Guelph, Ontario, Canada, July 17, 2012 – When life gives you lemons, make lemonade and sell it! Early December 2011, Steve Finlay was overwhelmed: first with the excitement of the birth of his first child, a son, and secondly a week later, with the loss of his job. On the fateful day Steve heard the news of his layoff, he got another phone call, one that told him he had passed his Master Electrician exam, meaning he was now eligible to run his own business. After a weekend of thought and conversation, a 3 to 5 year plan to start Finlay Electric, his own business, became an immediate plan!

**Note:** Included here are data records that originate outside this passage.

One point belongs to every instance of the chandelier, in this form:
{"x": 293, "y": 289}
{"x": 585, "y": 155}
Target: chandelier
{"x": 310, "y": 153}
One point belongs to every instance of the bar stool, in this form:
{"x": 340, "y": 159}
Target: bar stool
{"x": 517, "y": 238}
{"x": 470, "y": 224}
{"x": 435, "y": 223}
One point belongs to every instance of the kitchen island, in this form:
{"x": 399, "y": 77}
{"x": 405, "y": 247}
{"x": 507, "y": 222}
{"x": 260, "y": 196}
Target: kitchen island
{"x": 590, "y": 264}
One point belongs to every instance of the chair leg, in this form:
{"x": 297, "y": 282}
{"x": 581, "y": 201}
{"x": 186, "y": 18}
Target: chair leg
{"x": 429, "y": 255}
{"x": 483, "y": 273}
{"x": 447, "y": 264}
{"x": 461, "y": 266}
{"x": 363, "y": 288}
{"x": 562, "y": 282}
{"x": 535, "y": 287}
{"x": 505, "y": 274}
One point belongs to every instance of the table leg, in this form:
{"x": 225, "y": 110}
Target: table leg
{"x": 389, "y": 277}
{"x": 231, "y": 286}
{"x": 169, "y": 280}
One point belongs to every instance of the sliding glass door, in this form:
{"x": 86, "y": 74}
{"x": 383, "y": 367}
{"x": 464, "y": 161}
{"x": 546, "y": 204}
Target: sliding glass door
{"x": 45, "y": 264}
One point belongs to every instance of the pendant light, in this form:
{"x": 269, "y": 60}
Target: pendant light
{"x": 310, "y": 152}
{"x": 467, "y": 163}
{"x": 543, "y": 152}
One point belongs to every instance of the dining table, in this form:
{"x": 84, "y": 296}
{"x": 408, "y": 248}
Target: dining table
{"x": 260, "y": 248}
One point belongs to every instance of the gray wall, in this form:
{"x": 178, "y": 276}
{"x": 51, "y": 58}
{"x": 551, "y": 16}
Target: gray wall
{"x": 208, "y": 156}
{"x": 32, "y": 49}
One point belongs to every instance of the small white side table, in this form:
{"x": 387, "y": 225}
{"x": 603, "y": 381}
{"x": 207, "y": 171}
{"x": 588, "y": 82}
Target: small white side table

Working as an electrician for 10 years, Steve had often thought about starting his own business. Working in many different environments had exposed him to much of the hands on experience he would need. The business end, however, was a more difficult mountain to climb. While looking into Employment Insurance, he was directed to Lutherwood to seek assistance via the Ontario Self Employment Benefit. Through the Guelph Wellington Business Enterprise Centre, he was accepted into the program.
Steve was accepted into the program in March, and quickly moved through ten weeks of seminars, business plan development and strategies, aided by a business advisor.
The plan was made, the logo developed, and business cards ordered – Finlay Electric was off the ground!
“I’ve never before been so excited and so terrified at the same time. Without the help of my business advisor, I think I’d be mostly just scared.”
Steve has experience working in commercial, industrial, and residential environments, wiring everything from switch yards, hotels, wind turbines, and grocery stores, to basements, new housing, service changes, and old knob and tube rework, including his own home.
Steve’s desire for Finlay Electric is to be a company that is known for clean, quality work, integrity in its employees, and respect for the client, big or small. Finlay Electric is dedicated to being an honest, hardworking company who seeks the highest satisfaction from its clients.
Electricity is nothing to play around with. According to the Electrical Safety Authority’s website, 0.2 per million electrical deaths from 2006 to 2010 were non-occupational, meaning about 200 000 people suffered electrocution who were not on the job. Safety has to be the number one priority.
“I’ve worked for the International Brotherhood of Electrical Workers for about 8 years now. They’ve taught me to do things right the first time without compromising my safety or the safety of those around me. I have thoroughly enjoyed working for customers who put an emphasis on quality workmanship. That is how I want to do work and I practice it on every job I do.”
A bit of courage, a bit of patience, assistance along the way, and some personal risk: that is what it can take to start a business. It is not necessarily an easy path, but it is one that is worth walking… or wiring.